Tous ces enfants en bas âge, qui travaillent dans les rues, je n’en reviens pas, ils ne vont pas à l’école ?! On m’expliquera plus tard qu’un Père ne permettrait jamais qu’un enfant chrétien soit exploité ainsi, et le prendrait sous son aile protectrice, immédiatement.
L’accueil dans la mission est chaleureux. Je retrouve Jean-Rémi, chef de mission adjoint en Syrie, rencontré en 2019 lors de ma 1ère mission en Égypte.
La ville, qui va m’accueillir pour ma nouvelle mission chrétienne pendant deux mois, me fascine déjà. Il y a une vraie énergie et une volonté d’espérance.
Les journées sont rythmées par les coupures successives d’électricité et par le rationnement drastique de l’essence. D’énormes groupes électrogènes diesel, gros comme des camions, déversent leurs crachats noirâtres ininterrompus au son de lourds vrombissements incessants qui font maintenant partie de mon quotidien. Ces ampères sont vendus par des sociétés à ceux qui souhaitent faire fonctionner leur frigo ou ventilateur plus de quatre heures par jour ! Beaucoup n’utilisent que l’électricité de la ville et s’organisent en fonction des quelques heures fournies.

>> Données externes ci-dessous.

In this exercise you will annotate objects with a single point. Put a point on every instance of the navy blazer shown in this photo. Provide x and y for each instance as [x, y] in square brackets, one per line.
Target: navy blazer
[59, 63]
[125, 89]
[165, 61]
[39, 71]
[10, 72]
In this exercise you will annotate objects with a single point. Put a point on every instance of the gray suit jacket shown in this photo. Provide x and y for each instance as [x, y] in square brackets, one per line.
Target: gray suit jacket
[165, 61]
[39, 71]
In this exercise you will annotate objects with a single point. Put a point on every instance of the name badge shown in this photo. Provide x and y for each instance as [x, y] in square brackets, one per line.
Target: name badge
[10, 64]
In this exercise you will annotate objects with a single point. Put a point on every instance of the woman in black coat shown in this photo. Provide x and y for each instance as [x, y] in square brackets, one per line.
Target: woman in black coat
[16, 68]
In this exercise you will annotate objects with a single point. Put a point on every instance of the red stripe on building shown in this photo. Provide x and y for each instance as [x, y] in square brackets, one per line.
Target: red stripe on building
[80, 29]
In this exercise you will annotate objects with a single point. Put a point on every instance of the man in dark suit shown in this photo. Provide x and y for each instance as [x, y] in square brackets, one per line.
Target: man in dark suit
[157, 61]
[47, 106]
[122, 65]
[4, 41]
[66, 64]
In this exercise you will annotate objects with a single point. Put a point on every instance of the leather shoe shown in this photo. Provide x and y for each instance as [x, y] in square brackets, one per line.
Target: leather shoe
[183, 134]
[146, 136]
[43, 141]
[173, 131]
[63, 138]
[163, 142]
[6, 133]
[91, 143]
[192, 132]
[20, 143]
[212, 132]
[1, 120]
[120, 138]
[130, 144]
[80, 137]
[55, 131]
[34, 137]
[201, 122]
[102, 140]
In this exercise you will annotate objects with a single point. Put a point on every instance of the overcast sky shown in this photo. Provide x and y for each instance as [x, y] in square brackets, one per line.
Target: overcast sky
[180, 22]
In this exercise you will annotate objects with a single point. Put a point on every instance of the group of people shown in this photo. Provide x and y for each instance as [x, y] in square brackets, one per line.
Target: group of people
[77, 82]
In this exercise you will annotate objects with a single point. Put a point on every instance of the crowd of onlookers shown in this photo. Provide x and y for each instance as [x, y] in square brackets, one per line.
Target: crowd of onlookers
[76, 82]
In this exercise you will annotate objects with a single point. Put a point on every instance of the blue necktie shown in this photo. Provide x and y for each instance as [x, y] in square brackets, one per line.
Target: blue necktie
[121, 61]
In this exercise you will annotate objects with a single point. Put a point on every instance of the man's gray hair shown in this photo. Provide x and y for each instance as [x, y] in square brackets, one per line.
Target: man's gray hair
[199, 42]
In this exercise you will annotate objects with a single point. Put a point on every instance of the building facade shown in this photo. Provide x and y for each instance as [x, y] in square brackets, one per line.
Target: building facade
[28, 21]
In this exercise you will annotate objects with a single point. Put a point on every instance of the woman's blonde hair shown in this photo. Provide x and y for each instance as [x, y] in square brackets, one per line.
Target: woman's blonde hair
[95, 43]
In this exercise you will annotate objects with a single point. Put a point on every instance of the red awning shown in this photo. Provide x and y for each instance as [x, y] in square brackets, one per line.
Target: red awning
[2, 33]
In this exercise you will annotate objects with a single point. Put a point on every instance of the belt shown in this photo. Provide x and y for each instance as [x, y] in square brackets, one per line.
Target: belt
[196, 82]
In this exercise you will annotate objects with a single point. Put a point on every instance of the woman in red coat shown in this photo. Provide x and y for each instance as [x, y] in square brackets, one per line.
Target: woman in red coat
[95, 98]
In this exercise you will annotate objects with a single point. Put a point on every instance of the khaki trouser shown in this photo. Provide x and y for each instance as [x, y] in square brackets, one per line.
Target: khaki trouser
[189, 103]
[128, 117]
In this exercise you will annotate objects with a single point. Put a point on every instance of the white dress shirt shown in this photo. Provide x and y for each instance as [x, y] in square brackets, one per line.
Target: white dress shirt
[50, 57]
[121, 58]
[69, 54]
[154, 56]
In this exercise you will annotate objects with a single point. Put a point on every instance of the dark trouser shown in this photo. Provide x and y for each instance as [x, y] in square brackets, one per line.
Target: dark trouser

Nos actions sont multiples à destination des plus démunis. La distribution de colis hygiénique pour les personnes âgées ou souffrant d’une pathologie génétique, me permet de rencontrer et de communiquer en direct avec la population.
Tant à dire, tant de leçons à en tirer. Ceux qui n’ont rien donnent tout. Je me souviens de ces dames, toutes veuves, vivant alitées dans le salon, entourées ou pas de leurs familles proches. A la question : « Comment pouvons-nous vous aider ? » Toujours la même réponse : « Merci, grâce à Dieu j’ai tout ce qu’il me faut. » Humilité mère des vertus.

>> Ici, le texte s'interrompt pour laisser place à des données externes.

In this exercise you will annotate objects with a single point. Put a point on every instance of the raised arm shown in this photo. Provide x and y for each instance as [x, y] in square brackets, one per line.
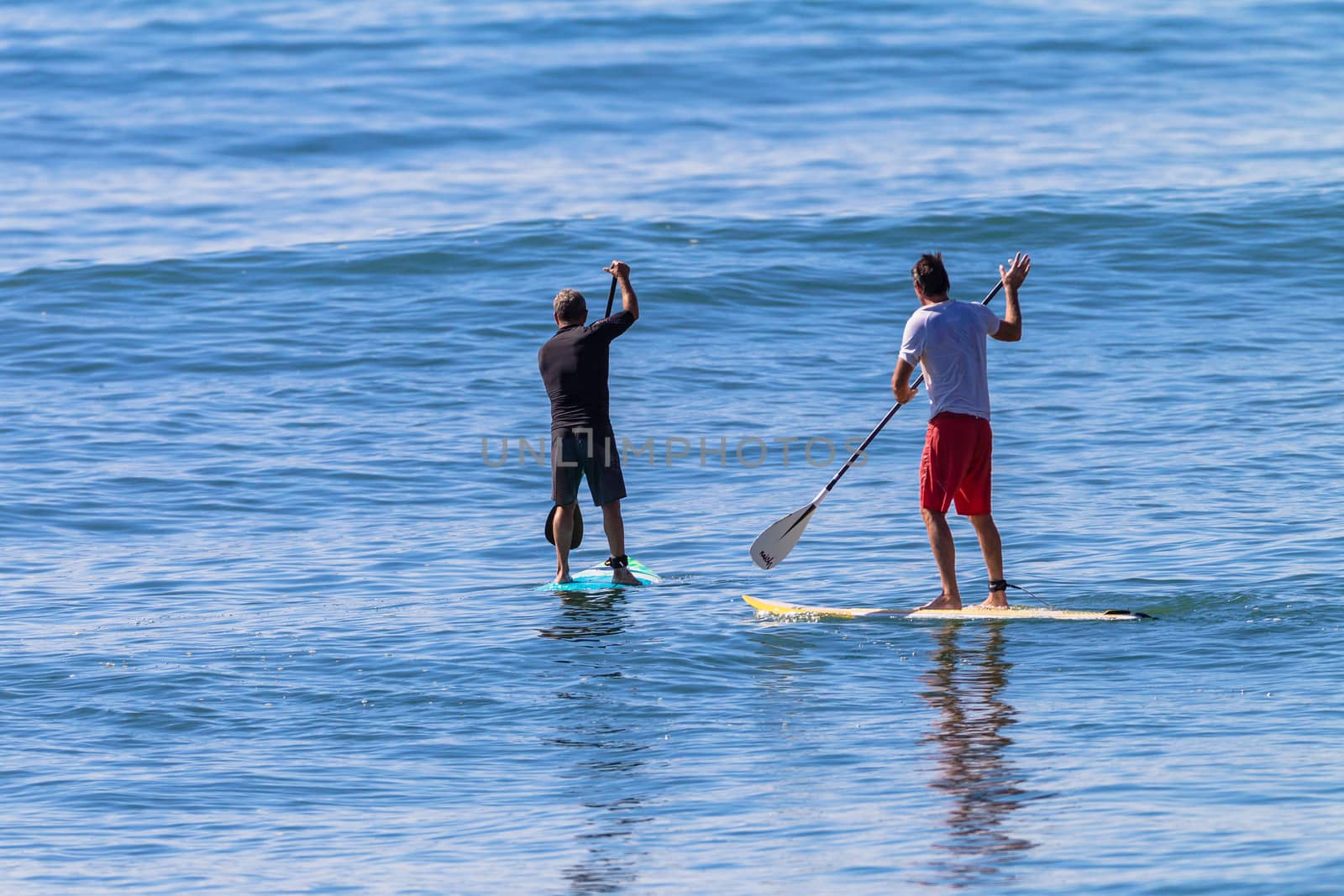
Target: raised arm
[1010, 328]
[629, 301]
[900, 383]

Je garde également en mémoire le regard de cette dame octogénaire agonisant sur son canapé. Il faisait 40° à l’intérieur de l’appartement ! Aucun courant d’air et pas d’électricité pour faire fonctionner l’unique ventilateur disponible. C’est terrible.

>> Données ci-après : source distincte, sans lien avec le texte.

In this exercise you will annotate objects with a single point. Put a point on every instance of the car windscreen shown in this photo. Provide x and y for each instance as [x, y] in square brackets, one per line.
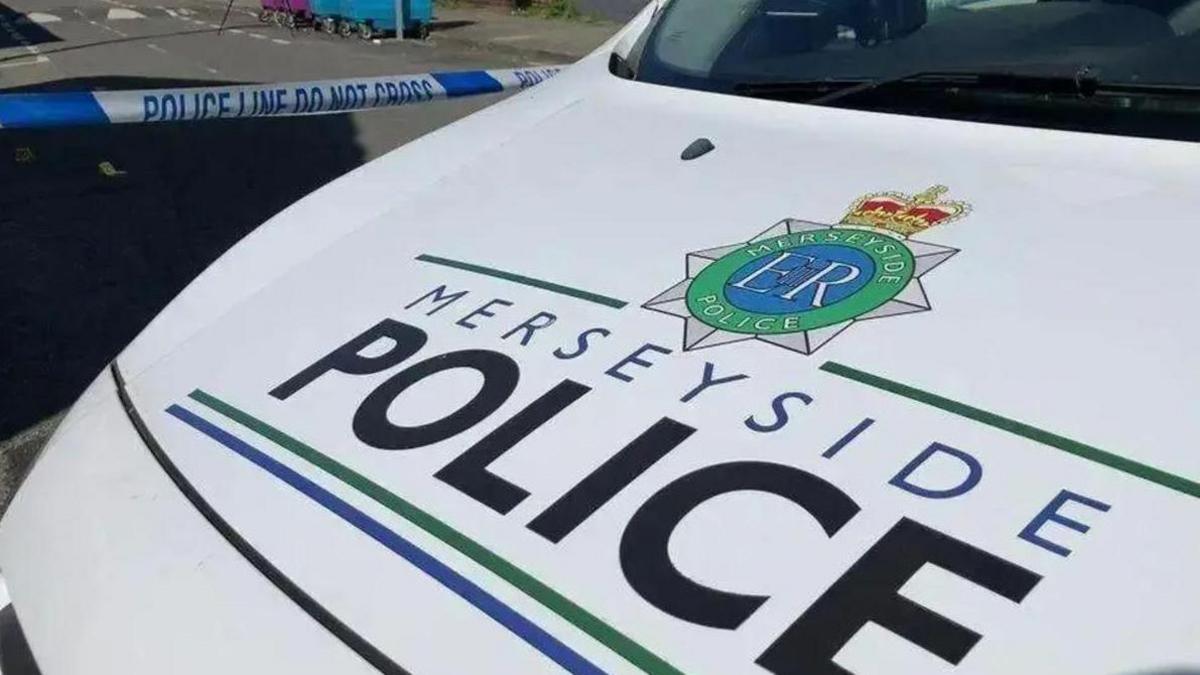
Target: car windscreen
[988, 59]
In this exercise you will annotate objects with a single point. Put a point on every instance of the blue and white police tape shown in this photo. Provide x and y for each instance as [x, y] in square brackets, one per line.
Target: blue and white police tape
[257, 100]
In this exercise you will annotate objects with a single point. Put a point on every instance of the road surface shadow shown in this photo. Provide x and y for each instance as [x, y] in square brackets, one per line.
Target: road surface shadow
[436, 25]
[102, 226]
[19, 27]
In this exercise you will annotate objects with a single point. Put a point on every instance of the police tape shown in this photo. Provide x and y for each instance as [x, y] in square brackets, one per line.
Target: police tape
[257, 100]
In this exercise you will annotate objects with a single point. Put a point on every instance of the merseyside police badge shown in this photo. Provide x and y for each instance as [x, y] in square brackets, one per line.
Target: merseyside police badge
[801, 284]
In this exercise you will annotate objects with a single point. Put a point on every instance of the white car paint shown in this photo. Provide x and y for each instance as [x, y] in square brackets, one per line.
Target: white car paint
[1045, 316]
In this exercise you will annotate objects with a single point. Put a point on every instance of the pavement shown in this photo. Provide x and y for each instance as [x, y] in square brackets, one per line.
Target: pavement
[619, 11]
[101, 226]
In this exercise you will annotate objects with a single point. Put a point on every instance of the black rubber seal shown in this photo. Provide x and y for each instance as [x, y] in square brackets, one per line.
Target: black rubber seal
[16, 657]
[307, 603]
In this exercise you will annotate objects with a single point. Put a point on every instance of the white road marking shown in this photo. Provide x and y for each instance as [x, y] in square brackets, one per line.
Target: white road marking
[39, 58]
[118, 13]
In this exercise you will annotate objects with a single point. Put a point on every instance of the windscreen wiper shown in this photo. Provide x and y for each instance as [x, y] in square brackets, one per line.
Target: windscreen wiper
[1083, 84]
[826, 91]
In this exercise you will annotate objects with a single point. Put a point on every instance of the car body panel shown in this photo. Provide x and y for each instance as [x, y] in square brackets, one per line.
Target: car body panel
[1063, 306]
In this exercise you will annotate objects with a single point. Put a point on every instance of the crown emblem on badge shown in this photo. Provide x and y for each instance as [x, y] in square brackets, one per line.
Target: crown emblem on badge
[905, 214]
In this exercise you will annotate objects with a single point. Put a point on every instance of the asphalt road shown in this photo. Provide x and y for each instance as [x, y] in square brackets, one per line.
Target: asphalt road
[102, 226]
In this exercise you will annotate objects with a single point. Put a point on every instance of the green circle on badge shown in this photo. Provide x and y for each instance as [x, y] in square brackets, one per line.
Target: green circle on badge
[801, 281]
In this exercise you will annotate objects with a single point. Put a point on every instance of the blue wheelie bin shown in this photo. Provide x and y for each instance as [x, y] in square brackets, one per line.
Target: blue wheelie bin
[346, 17]
[325, 13]
[376, 17]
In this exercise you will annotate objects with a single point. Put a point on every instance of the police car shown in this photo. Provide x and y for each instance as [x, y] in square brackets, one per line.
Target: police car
[774, 336]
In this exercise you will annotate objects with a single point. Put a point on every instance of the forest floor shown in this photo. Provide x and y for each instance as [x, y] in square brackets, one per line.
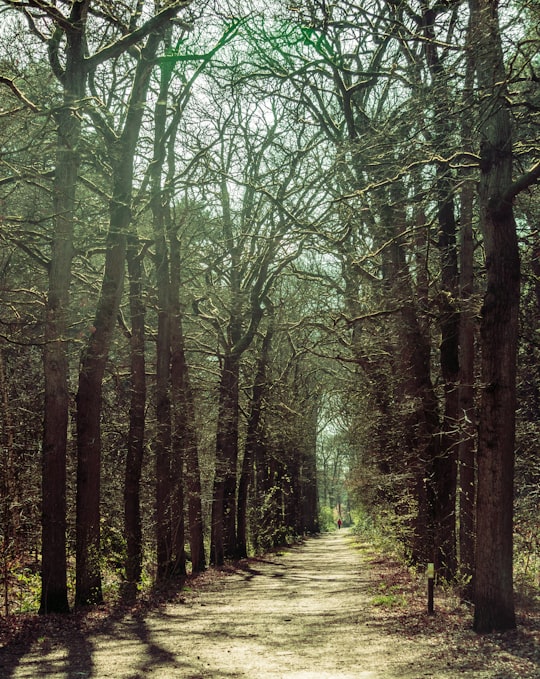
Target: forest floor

Je sympathise avec deux sœurs syriennes volontaires qui nous accompagnent occasionnellement, la plus âgée, Marina, me parle fréquemment des heures sombres du passé. J’ai encore cette histoire qui est restée ancrée dans mon oreille gauche.
« Je me souviens du fracas de l’explosion et de la force irrésistible qui m’a projeté à terre. J’ai repris mes esprits à l’hôpital Saint-Louis, le cuir chevelu plein d’éclats de verre, courbatu, sans force. » C’était à Midan, quartier maintenant en pleine reconstruction, où l’association finance la restauration des appartements de familles chrétiennes, et où les volontaires travaillent avec les ouvriers qualifiés. « Une bombe venait de tomber à proximité, j’étais vivante et pratiquement indemne, alors qu’il y avait tant de victimes ! J’ai compris que j’avais frôlé la mort.
J’étais bouleversé, mais je n’ai pas eu de peur rétrospective, car j’avais la certitude absolue que, si j’avais été tué, tout aurait été bien pour moi : j’aurais été avec Jésus Christ dans le ciel. »
Ici rien ne se jette, tout se récupère, se recycle, se transforme, se répare. Avec près de 87% des foyers vivant sous le seuil de pauvreté, chaque bien a sa valeur ! Pas de surconsommation ici.
Je pense à toutes ces églises qui ont été en partie ou complètement détruites par les terroristes, profanées par des tags injurieux, les icônes lacérées, brûlées, le mobilier détruit. Tout recommence à nouveau, encore et encore. La générosité des donateurs ajoutée à la force de volonté des paroisses font des miracles. Ils ne nous enlèveront jamais notre Foi, jamais.
Ma foi d’enfant est devenue une foi personnelle, et j’ai choisi en grandissant, de suivre Jésus. Cette nouvelle mission est un cri du cœur.
Ce petit témoignage pour parler d’une mission avec Jésus-Christ, de la manière dont il m’a délivré dans de nombreuses occasions, car il s’est occupé de moi chaque jour, et j’ai tenté de répandre son amour en Syrie.
C’est à contre cœur que je quitte la Syrie, elle a autant besoin de moi que j’ai besoin d’elle.